赦せないあいつと大人の恋をして
過去の女
「会社の子と付き合った事はないの?」

「ないよ。会社は仕事をするところだ。女の事でごたごたしたくない」

「じゃあ、どうして遊び人だって言われてたの?」

「飲みに行って街で拾った子と短いお付き合いしてたからな。その時その時で連れてる女が違ってたからだろう。きっと」

「その日に会ったばかりの女の人と……。簡単にそういう関係になれるの?」

「酔った勢いというか、向こうも最初からそのつもりだから……」

「信じられない……」

「俺が?」

「良く知らない人とそういう事になって平気な女の人の気持ちが……」

「いくらでも居るよ。肉食系女子なんて。
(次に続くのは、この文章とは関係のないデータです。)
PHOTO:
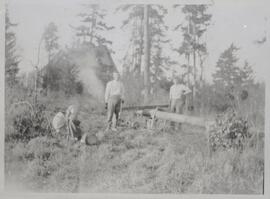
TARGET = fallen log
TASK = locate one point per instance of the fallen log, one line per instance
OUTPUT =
(179, 118)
綾みたいなお嬢さんには理解出来ないと思うけど」

「愛してないのに抱けるんだ……」

「愛してないから、その日だけなんだろう。本気だったら、また会いたいし抱きたいと思う」

「…………」
 やっぱり私には分からない。たとえ酔っていたとしても、好きでもない人と……。そういう気持ち……。

「また黙った」

「だって……」

「綾には刺激が強過ぎた?」

「そういう考え方が分からないだけ……」

「分からなくて良いよ。綾は綾なんだから。そのままで良い」

 私は、また黙り込んでしまった。龍哉も黙ってる。何を考えているんだろう。街でお近付きになった歴代の女性の事でも思い出してるの? そうだとしたら……。嫌だ。他の女の事なんて思い出さないで欲しい……。

 嫉妬? 龍哉の過去なんて知りたくもないのに……。

 しかも私の誕生日に。なんだか悲しくなってきた……。そんな事を考えさせる龍哉も龍哉だ。でも聞いたのは……私。聞きたかったのも……私なんだ。